O fenómeno do narcotráfico na Guiné-Bissau e o estabelecimento das bases operacionais que levaram à criação do primeiro narco-estado africano teve o seu desenvolvimento entre 2006 e 2008. Na altura, a Guiné-Bissau, um dos países com menor índice de desenvolvimento do mundo, começou a conviver diariamente com voos nocturnos, estranhas movimentações militares em pistas de aterragem abandonadas no interior do país, e um cada vez maior número de viaturas topo de gama que faziam, elas próprias, a distinção entre o mundo do tráfico e o mundo do normal guineense.
As redes de narcotráfico inflitraram-se em todos os domínios da vida na Guiné-Bissau. Desde a classe militar à classe política, passando pelos empresários de ocasião e terminando naqueles que a troco de alguns dólares arriscavam transportar no interior do seu organismo alguns quilos de cocaína nos voos para a Europa. A disseminação da cocaína na Guiné-Bissau, pelo grau a que chegou, nunca poderia ter sido atingida sem que as mais altas figuras do Estado tivessem adoptado uma postura de “activa conivência”.
A influência de Baciro
Pedra basilar de todo o fenómeno do narcotráfico na Guiné-Bissau foi Baciro Dabó. Assassinado na madrugada de 5 de Junho de 2009 em mais uma alegada tentativa de Golpe de Estado a assolar a ex-colónia portuguesa, Baciro Dabó ocupou entre 2006 e 2008 as pastas de Secretário de Estado da Ordem Pública e posteriormente de Ministro da Administração Interna. Em final de 2008, e não obstante o avolumar de suspeitas internacionais de envolvimento no narcotráfico, Baciro foi nomeado Ministro da Administração Territorial.

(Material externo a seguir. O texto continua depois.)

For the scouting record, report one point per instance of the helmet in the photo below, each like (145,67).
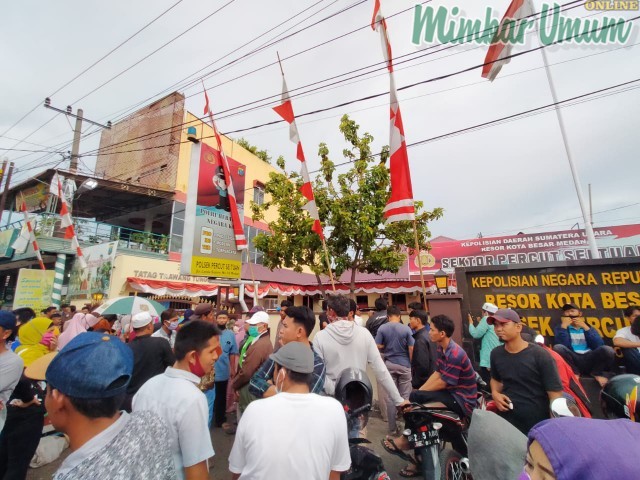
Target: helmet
(353,389)
(620,398)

Administração Interna e Administração territorial são pastas chave pelas quais passavam não só o controlo das forças de segurança mas também todos os movimentos no e para o interior do país. Baciro usou desta sua influência para assegurar condições ao estabelecimento dos narcotraficantes sul americanos, garantindo a segurança necessária para o prosseguimento das suas operações com destino à Europa. A Guiné-Bissau tornou-se assim, pela mão de Baciro, a plataforma africana de narcotráfico por excelência. O envolvimento de Baciro no narcotráfico nunca foi um segredo de Estado Guineense. O então Ministro não escondia de ninguém os seus gostos luxuosos e o culto da ostentação que o seu súbito enriquecimento lhe permitia exibir. Baciro era simultaneamente temido e invejado. À boca pequena, o facto era comentado por toda a Bissau.
Pela população em geral, que mantinha o silêncio receosa da sua aura de gangster urbano e dos seus intempestivos ataques de fúria, e pelas mais altas figuras da Nação guineense, muitas delas também beneficiárias directas ou indirectas dos negócios de Baciro.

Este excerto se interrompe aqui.